The App Store for Brains
Apple is reportedly planning to let users pick and choose which third-party large language models power core iPhone features in iOS 27, including Siri and Writing Tools. Internally codenamed “Extensions,” this feature turns the walled garden into a bustling agora for AI. Google and Anthropic models are already being tested. The company, under incoming CEO John Ternus, seems to be admitting it cannot build its own foundational model as effectively as it can curate your choices.
The Fox in the Henhouse
This “choose your own adventure” approach conveniently sidesteps Apple’s massive AI infrastructure bill, but it also sidesteps privacy. Apple wants users to believe this is about giving them freedom. It is more likely about offloading liability. If Google’s model misbehaves or Anthropic’s model leaks data, Apple can shrug and point to the developer. Meanwhile, ChatGPT remains conspicuously present as just another option, not the default. That is a tactical retreat, not a revolution.

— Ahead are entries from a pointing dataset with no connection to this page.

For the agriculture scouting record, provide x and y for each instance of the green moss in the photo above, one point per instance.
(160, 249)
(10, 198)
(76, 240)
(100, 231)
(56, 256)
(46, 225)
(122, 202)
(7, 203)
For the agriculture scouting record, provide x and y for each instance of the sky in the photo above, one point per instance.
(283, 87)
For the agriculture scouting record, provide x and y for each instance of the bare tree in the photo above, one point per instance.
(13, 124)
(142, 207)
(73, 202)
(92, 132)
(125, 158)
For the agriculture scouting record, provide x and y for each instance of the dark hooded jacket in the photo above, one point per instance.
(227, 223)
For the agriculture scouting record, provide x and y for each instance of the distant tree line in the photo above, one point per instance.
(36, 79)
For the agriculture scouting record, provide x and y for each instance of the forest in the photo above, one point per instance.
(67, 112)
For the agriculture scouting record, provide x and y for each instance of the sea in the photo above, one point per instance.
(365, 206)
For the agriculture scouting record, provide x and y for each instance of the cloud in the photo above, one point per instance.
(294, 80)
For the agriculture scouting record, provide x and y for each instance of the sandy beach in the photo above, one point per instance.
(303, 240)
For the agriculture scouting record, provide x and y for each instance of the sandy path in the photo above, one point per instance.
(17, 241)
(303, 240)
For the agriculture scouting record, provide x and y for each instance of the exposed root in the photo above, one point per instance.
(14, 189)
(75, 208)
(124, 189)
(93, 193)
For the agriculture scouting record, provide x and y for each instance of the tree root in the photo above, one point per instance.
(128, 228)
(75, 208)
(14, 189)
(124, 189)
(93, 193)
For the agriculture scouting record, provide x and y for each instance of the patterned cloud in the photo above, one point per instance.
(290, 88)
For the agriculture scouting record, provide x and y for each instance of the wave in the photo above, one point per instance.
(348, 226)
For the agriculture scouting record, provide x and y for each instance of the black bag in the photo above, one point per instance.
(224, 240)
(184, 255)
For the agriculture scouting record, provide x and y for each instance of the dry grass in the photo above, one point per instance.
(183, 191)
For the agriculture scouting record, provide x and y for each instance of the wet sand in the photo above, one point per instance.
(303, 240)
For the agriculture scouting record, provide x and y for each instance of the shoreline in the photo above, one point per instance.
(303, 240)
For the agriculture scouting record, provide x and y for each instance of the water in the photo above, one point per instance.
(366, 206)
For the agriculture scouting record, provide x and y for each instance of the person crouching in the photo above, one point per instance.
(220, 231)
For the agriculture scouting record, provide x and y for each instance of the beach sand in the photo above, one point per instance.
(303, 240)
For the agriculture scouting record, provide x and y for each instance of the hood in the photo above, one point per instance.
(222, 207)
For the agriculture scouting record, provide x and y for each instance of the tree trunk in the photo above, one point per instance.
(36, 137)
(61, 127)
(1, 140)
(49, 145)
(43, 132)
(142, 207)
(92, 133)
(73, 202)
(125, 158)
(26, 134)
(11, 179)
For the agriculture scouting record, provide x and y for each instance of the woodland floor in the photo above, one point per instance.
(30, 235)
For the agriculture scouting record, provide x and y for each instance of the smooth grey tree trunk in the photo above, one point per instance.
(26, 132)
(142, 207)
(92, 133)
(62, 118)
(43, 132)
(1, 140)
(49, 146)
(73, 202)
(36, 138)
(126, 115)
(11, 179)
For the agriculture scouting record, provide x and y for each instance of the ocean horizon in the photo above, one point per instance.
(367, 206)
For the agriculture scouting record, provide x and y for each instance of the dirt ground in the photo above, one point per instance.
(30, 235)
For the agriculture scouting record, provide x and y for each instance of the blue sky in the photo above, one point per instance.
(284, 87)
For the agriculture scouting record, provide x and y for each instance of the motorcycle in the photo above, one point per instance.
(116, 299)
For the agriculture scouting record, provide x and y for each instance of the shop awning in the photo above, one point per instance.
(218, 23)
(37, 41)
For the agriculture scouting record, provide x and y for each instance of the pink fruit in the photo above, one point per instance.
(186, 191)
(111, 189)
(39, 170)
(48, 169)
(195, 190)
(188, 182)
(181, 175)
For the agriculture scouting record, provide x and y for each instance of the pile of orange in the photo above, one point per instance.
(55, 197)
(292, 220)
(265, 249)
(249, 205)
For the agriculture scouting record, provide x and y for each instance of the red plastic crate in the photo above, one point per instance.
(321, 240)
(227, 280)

The Real Motive Hiding in Plain Sight
Apple’s playbook has always been to control the rails, not the train. By hosting rival models on its hardware, Apple collects valuable telemetry on which AI functions users actually invoke, when, and for what purpose. This is not about openness. It is about analyzing your intent signals without building its own costly frontier model. The privacy promise rings hollow when your on-device AI is a fork of Google’s Gemini. CVE-2026-29262 and CVE-2026-29345 highlight that even sandboxed models can exfiltrate system prompts.